Legal vulnerabilities
- Founder can appoint or remove a board majority; no independent supervisor with veto.
- No reserved matters list requiring independent consent for re-registration, asset transfer or pledge, amendments, related-party deals, financings, or TA/custodian changes.
- Quorum can be met without an independent; actions by written consent allow zero oversight.
- No related-party policy; founder can approve self-dealing.
- Founders remain whitelisted signers at TA/custodian; no dual-key.
- Purpose-lock absent or editable by simple vote; no removal-replacement mechanics for the independent.
- Weak status-quo/specific-performance hooks; unclear venue enables forum shopping.
Regulatory risks
- If you market “independent governance” but it is not real, that looks like a misstatement during issuance or resource allocations. If a captured SPV approves equity-looking payouts, regulators can argue securities drift.
Market precedents
- Failures - structures lacking an independent, reserved matters, and dual-control ops.

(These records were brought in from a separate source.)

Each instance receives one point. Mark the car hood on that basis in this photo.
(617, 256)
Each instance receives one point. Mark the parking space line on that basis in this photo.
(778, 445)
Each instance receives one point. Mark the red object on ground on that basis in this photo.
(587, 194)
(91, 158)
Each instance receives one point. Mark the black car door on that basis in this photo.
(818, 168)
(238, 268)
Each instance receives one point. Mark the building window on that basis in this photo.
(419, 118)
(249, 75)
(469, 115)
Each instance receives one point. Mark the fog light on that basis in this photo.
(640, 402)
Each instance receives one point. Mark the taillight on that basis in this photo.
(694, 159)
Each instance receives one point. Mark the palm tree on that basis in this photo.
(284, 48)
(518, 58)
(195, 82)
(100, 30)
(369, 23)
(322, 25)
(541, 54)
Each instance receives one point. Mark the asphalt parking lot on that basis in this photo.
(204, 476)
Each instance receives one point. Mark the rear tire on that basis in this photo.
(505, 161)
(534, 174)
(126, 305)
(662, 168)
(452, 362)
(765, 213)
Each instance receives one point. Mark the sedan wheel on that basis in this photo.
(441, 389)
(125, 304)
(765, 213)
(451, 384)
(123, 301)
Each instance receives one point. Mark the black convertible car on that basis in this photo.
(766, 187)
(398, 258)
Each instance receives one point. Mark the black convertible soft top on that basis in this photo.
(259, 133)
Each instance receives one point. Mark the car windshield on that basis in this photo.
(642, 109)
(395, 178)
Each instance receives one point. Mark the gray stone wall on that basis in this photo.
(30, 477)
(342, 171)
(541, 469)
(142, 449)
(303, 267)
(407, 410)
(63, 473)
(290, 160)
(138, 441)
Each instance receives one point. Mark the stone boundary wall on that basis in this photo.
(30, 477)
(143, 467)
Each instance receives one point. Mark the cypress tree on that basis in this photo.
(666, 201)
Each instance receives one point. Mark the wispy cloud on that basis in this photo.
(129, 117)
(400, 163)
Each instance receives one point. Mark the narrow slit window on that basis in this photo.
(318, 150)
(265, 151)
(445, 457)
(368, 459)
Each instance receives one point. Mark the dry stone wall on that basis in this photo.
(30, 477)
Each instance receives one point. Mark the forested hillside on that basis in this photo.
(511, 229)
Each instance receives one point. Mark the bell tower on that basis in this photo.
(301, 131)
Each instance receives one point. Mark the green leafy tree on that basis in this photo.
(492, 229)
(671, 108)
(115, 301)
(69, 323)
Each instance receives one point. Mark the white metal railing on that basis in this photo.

- Survivals - structured-finance-style SPVs with independent vetoes and two-key controls, plus TA/custodian alerts that block unilateral moves.
Proposed mitigations
- Board and independence - at least one independent supervisor or trustee; quorum requires the independent; specified actions need their affirmative consent; removal only for cause with replacement by DAO or external nominator.
- Reserved matters - independent consent for any share movement or re-registration, asset transfer or pledge, bylaw or charter amendment, related-party transaction, custodian or TA replacement, equity-like debt, waivers, and exit approvals.
- Dual-key execution - founders not on signer list; all TA or custodian instructions need independent plus counsel co-sign; TA must reject changes absent dual-sign and a final non-appealable order.
- Purpose-lock and conflicts - no transfers back to founders or affiliates; related-party policy requiring disclosure and independent approval.